8 June, 2018
Peter Piper Picked – Chicken, Feta & Pomegranate Pitas
Do you know the tongue-twister “Peter Piper picked a peck of pickled peppers. How many pickled peppers did Peter Piper pick?…” I don’t know why this came to mind when making this recipe as there are no peppers involved. Maybe it was the wine I was sipping while cooking that brought on the childhood memory of repeating the “Peter Piper” tongue-twister, again and again, trying to say it faster each time and then crumbling into a ball of laughter at about the third go-around because what words came out didn’t even slightly resemble the lyric.
Okay, back to adulting. Truth is, I don’t use pitas as a base, to be stuffed, or whatever other uses they have. So I decided I’d create a recipe and stuff them. It sounded like a good idea at the time. What I found out is that not all pitas are made for stuffing. The package of pitas I picked up was too thin and didn’t split or open up in the center to stuff ingredients. Believe me, I tried! Three different knives and a headache’s worth of concentration would not split these pitas apart.
Plan A clearly not workable, I moved on to Plan B. I could top the pita rounds like a pizza but I had already cut them in half (in an effort to stuff them), so that wasn’t going to work. I was now working with pita halves. On to Plan C. New mindset in place, I decided that since we were having great spring weather and eating dinner on the deck, I’d make nachos. Follow me here, this will circle around and make sense eventually (I hope). After prepping the pitas by brushing them with oil and seasoning, and toasting for a few minutes, I cut them into small wedges like tortilla chips. Of course, if I had KNOWN this is how the pitas would have ended up, I would have probably just started with tortilla chips, but that was considered Plan D at this point and hope I don’t have to go there.
Pitas prepped, and onto the stuffing ingredients which will now be morphed into nacho toppings. I’ll have to keep it simple so I don’t overwhelm the pita chips. Shredded chicken and feta cheese were a good pairing to top the pita chips. Plain and simple. Too plain? I wanted a little zing. I whisked together the lemon yogurt sauce and topped everything with a few pomegranate seeds. Now we’re getting somewhere!

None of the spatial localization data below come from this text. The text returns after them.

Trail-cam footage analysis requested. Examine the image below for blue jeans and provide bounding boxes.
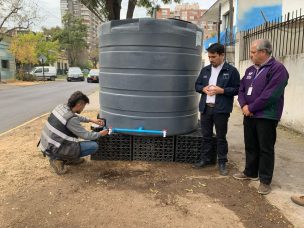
[79,141,99,157]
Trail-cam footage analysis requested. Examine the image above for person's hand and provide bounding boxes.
[211,86,224,95]
[203,85,224,96]
[242,105,253,116]
[202,85,213,96]
[99,129,109,136]
[91,119,105,126]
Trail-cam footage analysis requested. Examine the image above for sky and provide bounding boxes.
[32,0,217,30]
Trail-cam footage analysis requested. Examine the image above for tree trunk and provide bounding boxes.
[113,0,122,20]
[106,0,122,20]
[126,0,137,19]
[105,0,115,20]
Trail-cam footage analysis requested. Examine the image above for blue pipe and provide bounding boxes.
[109,127,167,137]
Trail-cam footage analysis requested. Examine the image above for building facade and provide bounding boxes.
[174,3,206,26]
[156,3,206,30]
[60,0,101,54]
[0,40,16,82]
[156,8,171,19]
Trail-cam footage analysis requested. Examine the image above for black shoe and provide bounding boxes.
[192,160,214,169]
[219,163,228,176]
[65,158,85,166]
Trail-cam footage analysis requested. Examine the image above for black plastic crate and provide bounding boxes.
[91,134,132,161]
[175,132,202,164]
[175,129,217,164]
[132,136,175,162]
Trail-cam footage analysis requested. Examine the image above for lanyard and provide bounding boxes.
[250,68,265,86]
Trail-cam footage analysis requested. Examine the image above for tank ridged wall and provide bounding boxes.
[99,18,203,136]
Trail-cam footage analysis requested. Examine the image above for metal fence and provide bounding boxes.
[241,9,304,60]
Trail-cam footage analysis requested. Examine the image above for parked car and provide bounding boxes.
[67,67,84,82]
[30,66,57,81]
[87,69,99,83]
[82,68,90,74]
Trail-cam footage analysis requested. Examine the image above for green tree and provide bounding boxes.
[55,13,88,66]
[9,33,38,66]
[9,32,59,65]
[9,32,60,80]
[36,34,60,65]
[80,0,181,21]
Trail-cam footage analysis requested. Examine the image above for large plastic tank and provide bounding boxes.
[99,18,203,136]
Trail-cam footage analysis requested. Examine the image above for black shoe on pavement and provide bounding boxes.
[219,163,228,176]
[192,160,215,169]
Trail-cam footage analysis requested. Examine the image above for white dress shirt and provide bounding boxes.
[206,62,224,104]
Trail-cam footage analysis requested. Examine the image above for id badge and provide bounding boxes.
[247,86,253,96]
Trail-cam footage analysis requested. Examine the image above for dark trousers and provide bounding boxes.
[200,106,230,164]
[243,117,278,185]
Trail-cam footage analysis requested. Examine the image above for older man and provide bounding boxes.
[233,39,289,195]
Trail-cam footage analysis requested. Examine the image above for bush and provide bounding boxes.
[16,70,37,81]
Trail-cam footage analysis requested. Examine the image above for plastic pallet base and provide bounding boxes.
[91,134,132,161]
[175,135,202,163]
[133,136,175,162]
[175,129,217,163]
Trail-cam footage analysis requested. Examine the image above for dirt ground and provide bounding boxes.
[0,111,293,228]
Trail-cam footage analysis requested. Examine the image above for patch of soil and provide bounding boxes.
[0,111,293,228]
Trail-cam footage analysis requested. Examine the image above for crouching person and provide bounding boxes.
[38,91,108,175]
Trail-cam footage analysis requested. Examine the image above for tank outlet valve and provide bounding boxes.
[108,127,113,135]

So as I’m assembling the dish adapting the unstuffable pitas to the recipe, (did you know unstuffable is not really a word? I’m using it anyway!) I’m repeating to myself, “Peter Piper picked a package of perfect pitas. How many packages of perfect pitas did Peter Piper pick?” And then there was wine sipping!
Well, I thought this pita could be stuffed. I could not separate the bread to stuff (believe me I tried), it was just too thin to separate and create a pocket.
Because I could not stuff this pita, I chose to cut it into pieces and make it more like nacho chips.
Topped pita chips with turkey and feta. Warm in the oven before adding optional veggies and yogurt sauce.
Yogurt lemon sauce. Very refreshing topping for turkey and feta. Love the slight hint of lemon.
The yogurt sauce was thick (which I liked) but it was too thick to drizzle. It clumped. Next time I might thin the sauce with a little milk so it drizzles better.
- • 4 pitas (preferably with pockets) or make the pita nacho chips
- • 2 tablespoons olive oil
- • 1 teaspoon ground cumin
- • 1/2 teaspoon salt
- YOGURT SAUCE
- • 1 cup plain nonfat Greek yogurt
- • 1 teaspoon lemon zest
- • 2 tablespoons lemon juice
- STUFFING INGREDIENTS (or nacho toppings)*
- • 2 cups shredded cooked chicken
- • 3/4 cup crumbled feta cheese
- • 1/3 cup pomegranate seeds
- Chopped veggies like cucumber, red onion, olives, avocado
- PITA PREP: Split each pita bread into two rounds*. Place in a single layer on two baking sheets. In a small bowl stir together olive oil, cumin, and salt; brush wedges with mixture. Bake in 350 degree oven for 12 minutes or until crisp and light brown. Cool slightly.
- YOGURT SAUCE: In a small bowl combine yogurt, lemon zest, and lemon juice. Season with salt and black pepper.
- ASSEMBLE: Stuff each pita with turkey and feta. Return to oven. Bake 10 minutes or until warmed. Remove from oven. Add in any other optional vegetables like cucumber, olives, etc. Drizzle with the yogurt sauce. Top with pomegranate seeds.
- *If your pitas don't split to make pockets, do what I did and cut into wedges or chips, or leave in whole and pile ingredients on top like a pizza.